The American Bankers Association and three associations on Friday urged President Biden to sign a joint resolution that would overturn a Securities and Exchange Commission staff accounting bulletin that changes the way banks and other publicly traded entities are expected to account for digital assets held in custody. However, later that same day, Biden announced that he had vetoed the resolution.
H.J. Res. 109 was passed by the House and Senate with bipartisan support. The Congressional Review Act resolution would overturn SEC Staff Accounting Bulletin 121 if signed by the president.
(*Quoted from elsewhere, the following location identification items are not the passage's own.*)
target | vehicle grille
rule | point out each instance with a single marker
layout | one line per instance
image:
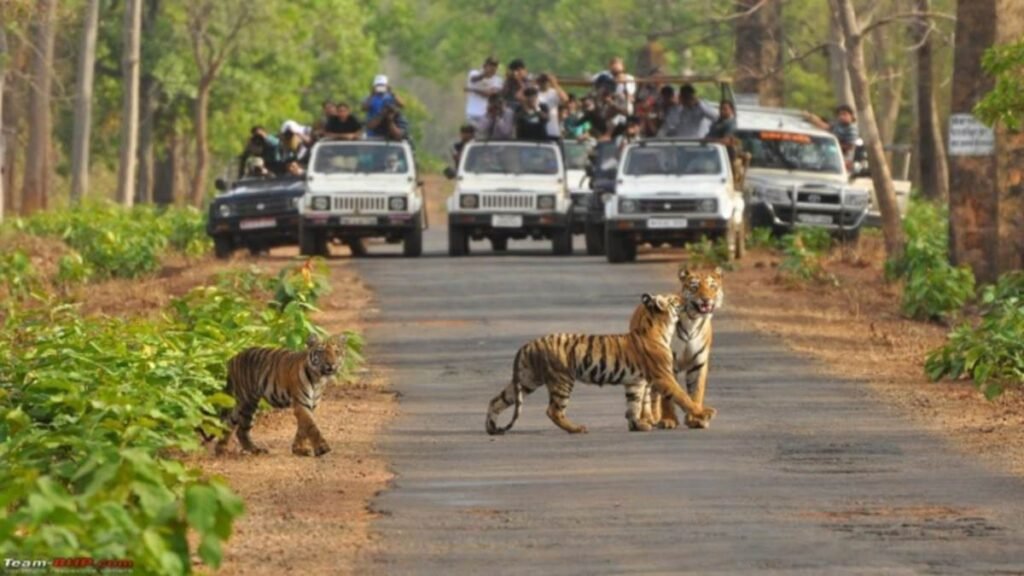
(676, 205)
(360, 204)
(264, 206)
(507, 201)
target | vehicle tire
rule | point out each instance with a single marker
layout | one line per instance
(619, 249)
(561, 242)
(412, 246)
(223, 246)
(458, 241)
(312, 242)
(500, 244)
(594, 235)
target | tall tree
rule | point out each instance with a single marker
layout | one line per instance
(759, 50)
(214, 29)
(881, 175)
(932, 163)
(34, 193)
(129, 112)
(83, 104)
(986, 206)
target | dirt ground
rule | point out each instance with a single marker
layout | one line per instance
(856, 330)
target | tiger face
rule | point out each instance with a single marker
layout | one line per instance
(701, 291)
(325, 357)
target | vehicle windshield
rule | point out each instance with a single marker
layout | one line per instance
(375, 159)
(511, 159)
(672, 160)
(791, 151)
(576, 156)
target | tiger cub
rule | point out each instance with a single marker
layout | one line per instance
(285, 378)
(701, 292)
(558, 361)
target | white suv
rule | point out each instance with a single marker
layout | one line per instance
(671, 192)
(361, 189)
(510, 190)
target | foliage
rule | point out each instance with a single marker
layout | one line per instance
(1005, 105)
(933, 289)
(96, 408)
(991, 353)
(110, 241)
(802, 252)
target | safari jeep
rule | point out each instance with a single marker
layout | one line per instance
(797, 175)
(357, 190)
(672, 192)
(510, 190)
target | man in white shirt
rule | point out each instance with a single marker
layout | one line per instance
(479, 86)
(552, 95)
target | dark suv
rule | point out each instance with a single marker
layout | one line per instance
(255, 213)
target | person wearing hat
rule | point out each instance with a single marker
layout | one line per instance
(383, 111)
(480, 84)
(532, 117)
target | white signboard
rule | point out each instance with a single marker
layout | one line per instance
(970, 137)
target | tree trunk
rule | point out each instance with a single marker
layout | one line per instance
(881, 175)
(202, 145)
(759, 51)
(83, 105)
(129, 112)
(932, 161)
(36, 158)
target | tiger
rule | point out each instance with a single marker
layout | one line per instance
(285, 378)
(702, 294)
(558, 361)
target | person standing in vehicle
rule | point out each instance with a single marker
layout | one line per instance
(480, 85)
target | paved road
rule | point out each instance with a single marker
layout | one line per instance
(800, 472)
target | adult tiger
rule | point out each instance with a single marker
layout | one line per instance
(702, 294)
(285, 378)
(558, 361)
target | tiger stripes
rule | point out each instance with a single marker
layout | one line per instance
(633, 360)
(285, 378)
(691, 345)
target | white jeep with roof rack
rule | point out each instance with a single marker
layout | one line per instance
(361, 189)
(510, 190)
(672, 192)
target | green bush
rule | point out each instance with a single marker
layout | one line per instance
(991, 353)
(96, 409)
(933, 289)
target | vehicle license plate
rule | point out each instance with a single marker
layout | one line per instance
(656, 223)
(358, 220)
(506, 220)
(815, 218)
(256, 223)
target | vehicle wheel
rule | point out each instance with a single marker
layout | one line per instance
(619, 249)
(500, 244)
(223, 246)
(594, 234)
(312, 242)
(561, 242)
(356, 246)
(412, 246)
(458, 241)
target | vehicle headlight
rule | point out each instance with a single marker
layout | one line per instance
(857, 199)
(321, 203)
(469, 201)
(396, 203)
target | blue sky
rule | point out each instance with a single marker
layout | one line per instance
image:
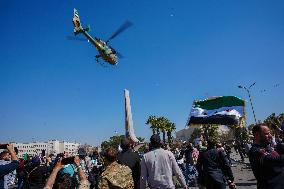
(176, 51)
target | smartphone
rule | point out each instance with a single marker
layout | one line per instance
(3, 146)
(69, 160)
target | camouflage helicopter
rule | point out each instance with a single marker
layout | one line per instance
(106, 52)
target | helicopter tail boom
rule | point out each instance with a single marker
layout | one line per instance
(77, 23)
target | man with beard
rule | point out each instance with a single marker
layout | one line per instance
(7, 166)
(267, 164)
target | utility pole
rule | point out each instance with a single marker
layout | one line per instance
(248, 91)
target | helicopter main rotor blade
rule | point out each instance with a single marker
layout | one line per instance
(75, 38)
(119, 55)
(123, 27)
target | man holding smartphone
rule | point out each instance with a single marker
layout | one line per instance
(8, 168)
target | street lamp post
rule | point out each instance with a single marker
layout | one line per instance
(248, 91)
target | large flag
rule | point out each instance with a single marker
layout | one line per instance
(223, 110)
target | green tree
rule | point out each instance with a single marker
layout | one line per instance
(152, 121)
(113, 142)
(170, 128)
(196, 133)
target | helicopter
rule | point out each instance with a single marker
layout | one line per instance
(106, 52)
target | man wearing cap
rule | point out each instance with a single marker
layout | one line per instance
(158, 167)
(267, 165)
(131, 159)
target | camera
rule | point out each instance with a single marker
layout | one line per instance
(66, 161)
(3, 146)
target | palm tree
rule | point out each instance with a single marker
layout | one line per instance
(152, 121)
(170, 128)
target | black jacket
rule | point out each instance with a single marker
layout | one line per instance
(132, 160)
(267, 166)
(213, 164)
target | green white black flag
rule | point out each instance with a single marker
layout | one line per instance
(223, 110)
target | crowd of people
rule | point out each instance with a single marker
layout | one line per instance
(206, 166)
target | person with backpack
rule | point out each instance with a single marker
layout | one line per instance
(115, 176)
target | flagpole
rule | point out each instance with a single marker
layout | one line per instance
(248, 91)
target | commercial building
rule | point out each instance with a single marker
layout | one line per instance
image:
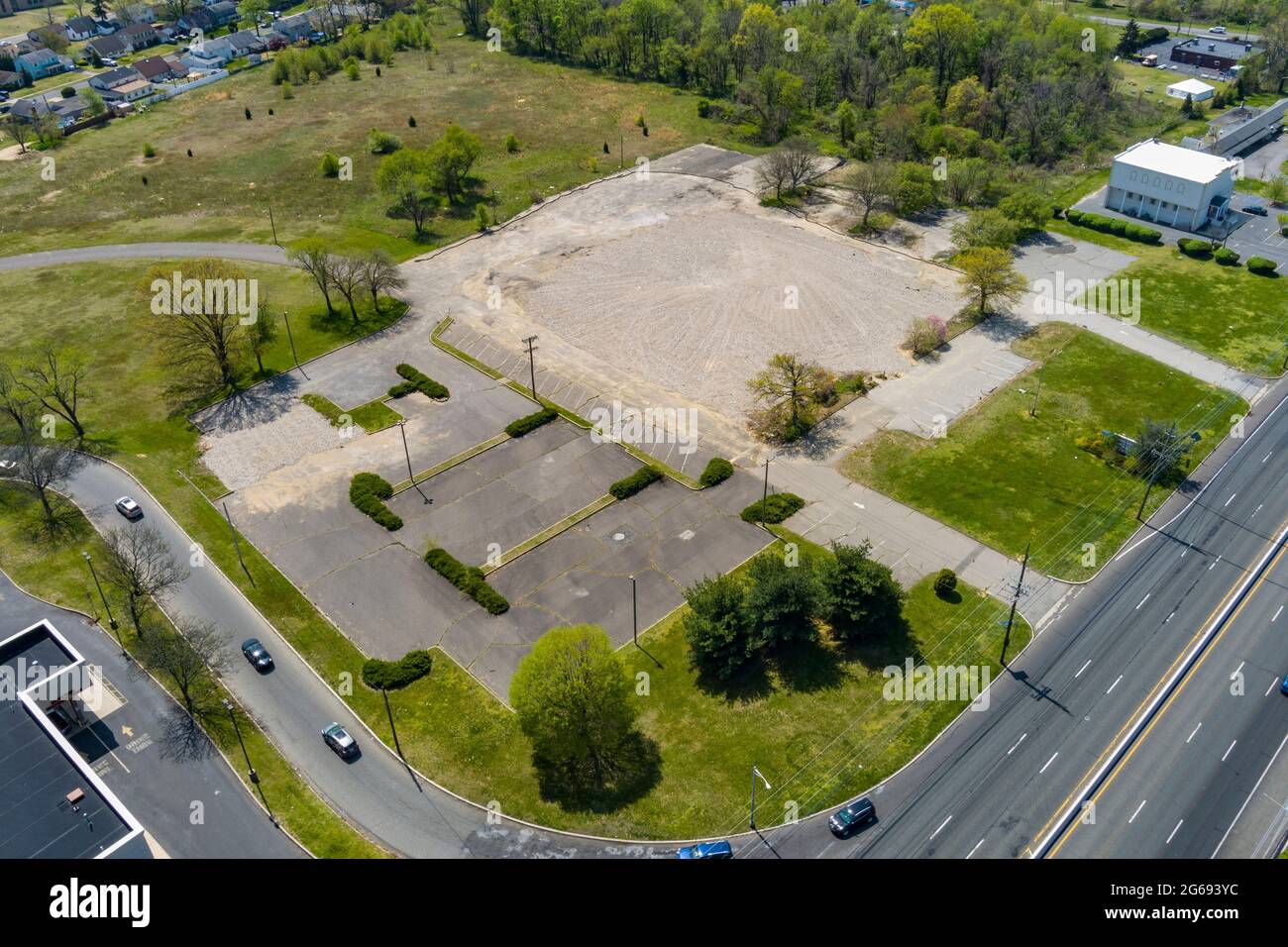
(1172, 185)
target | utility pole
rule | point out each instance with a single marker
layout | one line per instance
(1019, 587)
(532, 368)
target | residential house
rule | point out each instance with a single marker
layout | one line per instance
(158, 68)
(43, 62)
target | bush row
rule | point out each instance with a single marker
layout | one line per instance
(531, 423)
(417, 381)
(1112, 224)
(468, 579)
(366, 491)
(630, 486)
(777, 508)
(393, 676)
(717, 472)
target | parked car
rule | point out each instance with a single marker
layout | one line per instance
(706, 849)
(853, 817)
(129, 509)
(339, 740)
(258, 655)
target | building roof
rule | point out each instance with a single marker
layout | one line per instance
(1190, 86)
(1179, 162)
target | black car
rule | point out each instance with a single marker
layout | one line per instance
(853, 817)
(258, 655)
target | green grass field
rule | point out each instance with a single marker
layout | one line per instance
(563, 118)
(1009, 478)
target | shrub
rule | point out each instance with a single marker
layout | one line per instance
(777, 508)
(468, 579)
(717, 472)
(366, 491)
(417, 381)
(529, 423)
(393, 676)
(630, 486)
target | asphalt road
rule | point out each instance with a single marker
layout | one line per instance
(129, 751)
(996, 780)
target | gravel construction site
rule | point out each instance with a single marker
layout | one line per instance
(671, 289)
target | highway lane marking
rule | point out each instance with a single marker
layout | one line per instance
(1248, 591)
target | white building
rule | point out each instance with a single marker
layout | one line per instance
(1172, 185)
(1197, 90)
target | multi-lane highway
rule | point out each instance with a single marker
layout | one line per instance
(1000, 781)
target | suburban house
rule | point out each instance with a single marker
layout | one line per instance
(1172, 185)
(1192, 89)
(158, 68)
(1211, 53)
(124, 84)
(43, 62)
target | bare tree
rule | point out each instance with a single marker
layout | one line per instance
(141, 565)
(380, 274)
(871, 188)
(55, 380)
(192, 659)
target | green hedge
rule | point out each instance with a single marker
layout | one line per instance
(529, 423)
(468, 579)
(1115, 226)
(717, 472)
(393, 676)
(417, 381)
(630, 486)
(366, 491)
(778, 508)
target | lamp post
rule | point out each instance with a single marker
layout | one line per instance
(756, 775)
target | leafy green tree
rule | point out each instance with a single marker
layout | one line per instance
(715, 626)
(575, 701)
(782, 599)
(859, 595)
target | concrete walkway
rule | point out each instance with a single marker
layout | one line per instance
(252, 253)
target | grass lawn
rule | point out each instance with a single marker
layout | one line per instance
(1008, 478)
(562, 116)
(53, 570)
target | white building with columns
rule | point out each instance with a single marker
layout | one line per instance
(1172, 185)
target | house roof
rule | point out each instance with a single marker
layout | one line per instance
(1172, 159)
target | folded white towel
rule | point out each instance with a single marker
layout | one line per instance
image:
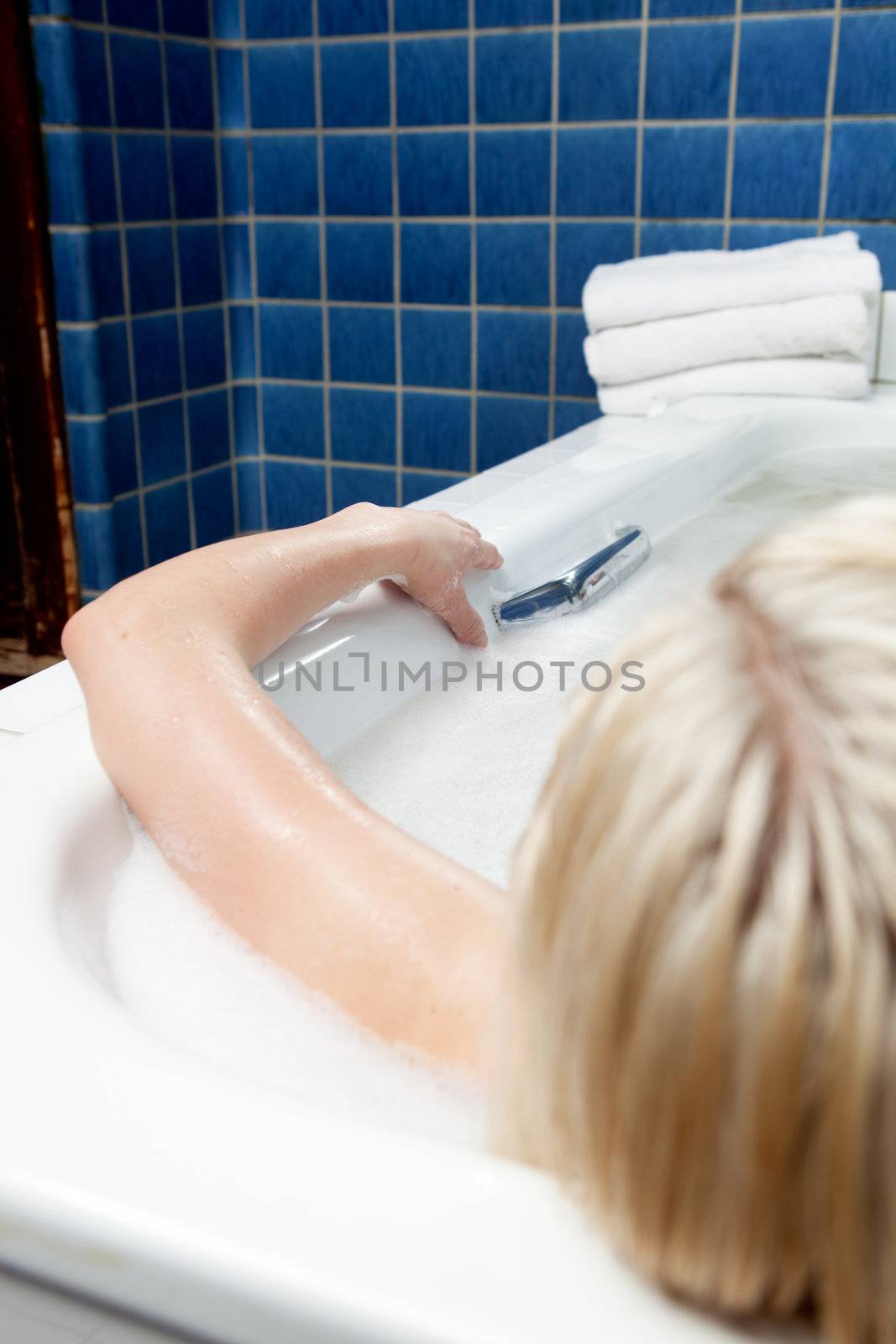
(832, 324)
(674, 284)
(752, 376)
In a joint letter, the associations said the bulletin was adopted by the SEC without consulting prudential regulators or soliciting public comment, and it deviates from normal accounting treatment of custodied assets as off-balance sheet assets.
“Other, nonbank digital asset platforms subject to SAB 121 are not required to meet the same capital, liquidity or other prudential standards as banks and therefore do not face the economically prohibitive implications of SAB 121,” the associations said. “Limiting banks’ ability to offer these services leaves customers with few well-regulated, trusted options for safeguarding their digital asset portfolios and ultimately exposes them to increased risk.”
In his veto message, Biden said the resolution would inappropriately constrain the SEC’s ability to set guardrails and address future issues. “This reversal of the considered judgment of SEC staff in this way risks undercutting the SEC’s broader authorities regarding accounting practices,” Biden said.